未来への扉

どこかに「秋への扉」があれば開けてみたいと思う暑さの中、ロバート・A・ハインライン夏への扉を読み終わりました。

未来は、いずれにしろ過去にまさる。誰がなんといおうと、世界は日に日によくなりまさりつつあるのだ。人間精神が、その環境に順応して徐々に環境に働きかけ、両手で、器械で、かんで、科学と技術で、新しい、よりよい世界を築いてゆくのだ。

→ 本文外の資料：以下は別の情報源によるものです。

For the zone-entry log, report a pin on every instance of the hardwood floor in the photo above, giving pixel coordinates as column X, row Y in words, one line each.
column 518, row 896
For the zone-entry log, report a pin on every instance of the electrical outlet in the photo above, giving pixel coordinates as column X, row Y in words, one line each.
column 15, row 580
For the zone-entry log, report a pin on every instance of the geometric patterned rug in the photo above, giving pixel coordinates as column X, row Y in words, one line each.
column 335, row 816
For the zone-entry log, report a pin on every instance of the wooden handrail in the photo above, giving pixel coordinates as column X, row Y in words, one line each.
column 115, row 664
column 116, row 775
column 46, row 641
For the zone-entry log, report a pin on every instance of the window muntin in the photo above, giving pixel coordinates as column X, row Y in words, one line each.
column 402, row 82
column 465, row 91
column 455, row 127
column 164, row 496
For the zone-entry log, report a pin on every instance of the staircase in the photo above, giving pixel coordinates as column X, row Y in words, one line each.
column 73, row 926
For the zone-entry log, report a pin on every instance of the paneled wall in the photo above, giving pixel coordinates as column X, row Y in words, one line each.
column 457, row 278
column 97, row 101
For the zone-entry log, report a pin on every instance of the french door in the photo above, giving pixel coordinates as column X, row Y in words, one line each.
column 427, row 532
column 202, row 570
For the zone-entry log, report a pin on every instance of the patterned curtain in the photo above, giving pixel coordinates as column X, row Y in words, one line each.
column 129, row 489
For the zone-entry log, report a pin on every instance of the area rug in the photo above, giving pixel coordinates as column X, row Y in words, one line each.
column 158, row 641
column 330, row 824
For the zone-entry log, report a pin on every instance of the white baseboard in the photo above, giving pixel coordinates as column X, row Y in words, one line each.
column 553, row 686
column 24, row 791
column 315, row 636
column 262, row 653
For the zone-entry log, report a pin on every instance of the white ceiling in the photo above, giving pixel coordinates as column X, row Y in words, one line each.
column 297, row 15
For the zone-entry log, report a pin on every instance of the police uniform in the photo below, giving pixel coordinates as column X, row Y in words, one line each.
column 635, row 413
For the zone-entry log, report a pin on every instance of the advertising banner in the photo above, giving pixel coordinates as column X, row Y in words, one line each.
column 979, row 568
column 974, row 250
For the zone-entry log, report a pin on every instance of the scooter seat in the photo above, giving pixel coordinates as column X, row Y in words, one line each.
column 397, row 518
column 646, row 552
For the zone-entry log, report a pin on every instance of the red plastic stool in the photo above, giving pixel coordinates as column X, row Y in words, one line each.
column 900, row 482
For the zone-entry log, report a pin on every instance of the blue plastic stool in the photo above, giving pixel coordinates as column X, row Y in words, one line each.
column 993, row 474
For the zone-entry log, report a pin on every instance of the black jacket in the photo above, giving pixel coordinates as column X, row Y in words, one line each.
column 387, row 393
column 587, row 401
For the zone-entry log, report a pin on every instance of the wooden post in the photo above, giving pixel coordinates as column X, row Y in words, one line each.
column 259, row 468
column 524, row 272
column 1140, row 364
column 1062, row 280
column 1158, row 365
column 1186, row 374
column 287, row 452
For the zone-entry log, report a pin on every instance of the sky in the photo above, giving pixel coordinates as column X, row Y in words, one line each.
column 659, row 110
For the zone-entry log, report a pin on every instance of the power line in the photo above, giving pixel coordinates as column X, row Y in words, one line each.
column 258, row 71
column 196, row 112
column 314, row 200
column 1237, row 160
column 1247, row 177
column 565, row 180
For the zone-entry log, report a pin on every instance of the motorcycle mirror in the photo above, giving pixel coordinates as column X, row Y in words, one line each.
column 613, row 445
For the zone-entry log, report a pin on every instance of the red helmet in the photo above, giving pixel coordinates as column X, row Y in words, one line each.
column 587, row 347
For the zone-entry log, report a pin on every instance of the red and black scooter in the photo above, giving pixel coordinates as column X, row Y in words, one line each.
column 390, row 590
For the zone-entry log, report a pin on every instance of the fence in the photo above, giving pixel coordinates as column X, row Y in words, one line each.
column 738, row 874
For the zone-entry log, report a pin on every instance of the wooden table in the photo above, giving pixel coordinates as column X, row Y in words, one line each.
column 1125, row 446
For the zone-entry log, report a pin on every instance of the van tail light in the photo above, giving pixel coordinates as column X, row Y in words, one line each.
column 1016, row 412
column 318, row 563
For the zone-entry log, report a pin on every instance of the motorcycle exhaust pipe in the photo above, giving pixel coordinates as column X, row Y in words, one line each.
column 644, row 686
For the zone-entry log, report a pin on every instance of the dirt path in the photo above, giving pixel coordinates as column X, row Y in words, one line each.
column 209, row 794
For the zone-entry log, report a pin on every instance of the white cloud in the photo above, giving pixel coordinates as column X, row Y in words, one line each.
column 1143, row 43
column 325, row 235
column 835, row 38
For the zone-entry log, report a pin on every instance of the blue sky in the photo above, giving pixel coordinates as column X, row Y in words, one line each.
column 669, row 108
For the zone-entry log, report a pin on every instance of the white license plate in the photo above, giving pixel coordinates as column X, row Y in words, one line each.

「ぼく」(=主人公、ダニイ・デイヴィス)のこの述懐には、作者の楽天歴史認識が端的に表れています。『夏への扉』はこの歴史認識の上に成り立っているとも言えるのですが、作者がもし21世紀の地球の現状を知っていたら、このような作品を生み出すことはできたでしょうか。
夏への扉』は1957年、今から半世紀も前に書かれたSFで、主人公は「冷凍睡眠」という方法によって1970年から2000年へとタイムトラベルしてきます。主人公の目に映る21世紀は、十二分に満足できる時代として描かれています。そもそも未来は現在よりも「よりよい世界」になっているという前提があるからこそ、多額な費用のかかる「冷凍睡眠」という商売が成り立っているのです。
しかし、現実の21世紀は、科学技術のある部分においては既にハインラインの想像以上に進歩を成し遂げてはいるものの、主人公の言うように「日に日によくなりまさりつつある」と誰もが実感できる世の中になっているでしょうか? 「徐々に」ではなく急激に環境に働きかけてしまったために、人間の精神も肉体もその変化に「順応」しきれなくなっているのが、現在の我々の置かれた状況なのではないでしょうか。
ハインライン自身が主人公デイヴィスのように「冷凍睡眠」によって21世紀を目の当たりにし、タイムマシンによってまたもとの時代に帰ることができたなら、デイヴィスがしたのと同様、歴史に修正を加えるため、別の作品をこの世に送り出していたかも知れません。
いくつもある扉のうちの一つが「未来への扉」だったら、あなたは開けてみたいと思いますか?